La première portait sur la e-démocratie, un concept encore timide, qui reste à inventer. En voici le verbatim.

Question de @nobr_

Les questions de ce matin portaient sur internet comme outil de campagne, on a un peu parlé de e-démocratie, mais quand on regarde concrètement en France il y a concrètement une absence de stratégie en matière de e-démocratie, même dans l’utilisation des réseaux sociaux.

Au Mexique, en Russie, ou dans d’autres pays parfois le gouvernement impose à ses ministres, à ses députés, à ses ministres d’utiliser Twitter, de tenir un blog, pour maintenir un lien avec leurs électeurs.  Obama utilise internet dans sa diplomatie ; ainsi le discours du Caire a été uniquement retransmis sur YouTube, et c’est par ce biais là qu’il a essayé de toucher les populations arabes.

En France, même quand on pose la question politiques, « Que pensez-vous proposer en matière de e-démocratie pour la campagne de 2012 », la plupart du temps, ils ne comprennent même pas la question. Ce fut le cas lorsque j’ai rencontré François Hollande. Pensez-vous que c’est quelque chose qui va venir rapidement, et qu’est ce qui explique ce manque de proposition en France ?

Lionel Tardy, député

E-démocratie et campagne électorales sont liées. Je passe beaucoup de temps à Paris et j’utilise Twitter, le blog, Facebook, ainsi les gens de la circonscription peuvent connaître en temps réel mes positions sur des textes, sans avoir à aller sur le site de l’Assemblée. Ca participe de la e-démocratie, et ça participe d’une campagne électorale.

Quand j’arrive le week-end en circonscription, il y a des élus y compris de gauche qui viennent me féliciter pour telle ou telle prise de position (OGM, Loppsi, Hadopi, …), je n’ai pas eu besoin de faire de communiqués de presse, je n’en fais jamais. Depuis 2007 je n’ai fait qu’un tract. Avec le réseau que j’ai mis en place, les journalistes parisiens et locaux suivent mon actualité et très souvent, y compris dans l’édition locale du Dauphiné Libéré en Haute-Savoie, j’ai des infos qui sont reprises sans faire aucun communiqué de presse.

Tout est lié et ça c’est très important. Ce que demandent les gens, c’est savoir ce que l’on fait, sur tel ou tel sujet connaître notre position, et le faire par internet c’est beaucoup plus facile que dans un journal diffusé une fois par an, ou une lettre d’information tous les quinze jours. Dans ma manière de travailler, tout est lié.

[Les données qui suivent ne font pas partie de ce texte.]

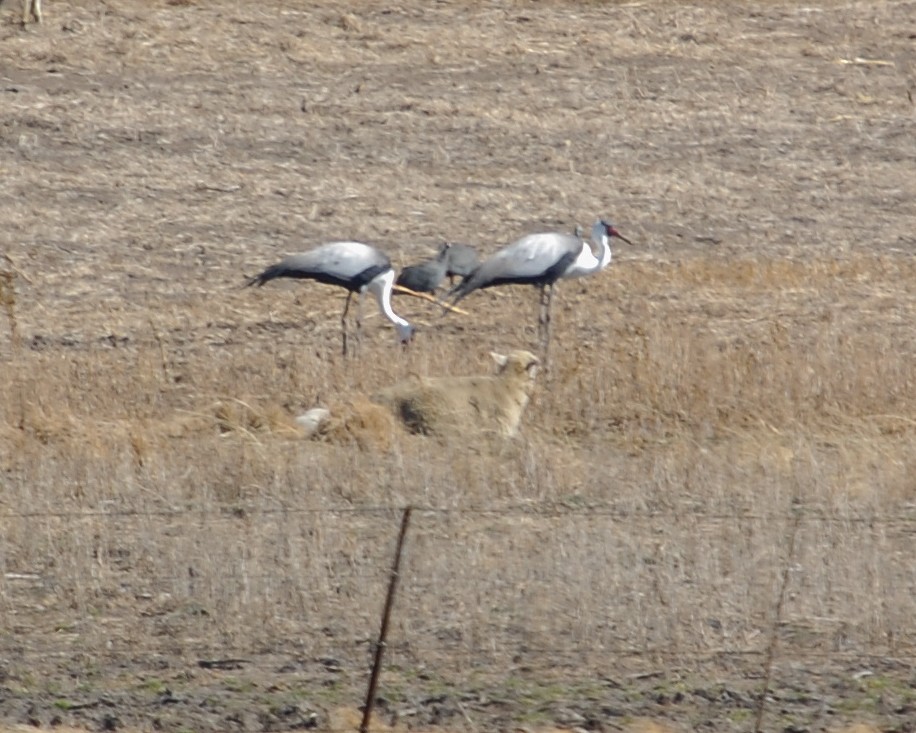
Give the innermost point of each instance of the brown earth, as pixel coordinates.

Et après si j’ai besoin d’une interview télé -je prends le cas hier de la convention UMP- j’envoie un ou deux tweets sur la convention, et sans que je ne sollicite personne, un journaliste voit que j’y suis, me dit qu’il a besoin d’une interview et me demande si je suis disponible, tout se fait ainsi. De toutes façons je n’ai pas la logistique : j’ai un assistant à Paris, j’en ai deux en circo. Tout passe par le net, et aujourd’hui, je constate que plus on donne d’informations, plus on est dans l’e-démocratie, plus on a de retours des électeurs locaux ou par les médias.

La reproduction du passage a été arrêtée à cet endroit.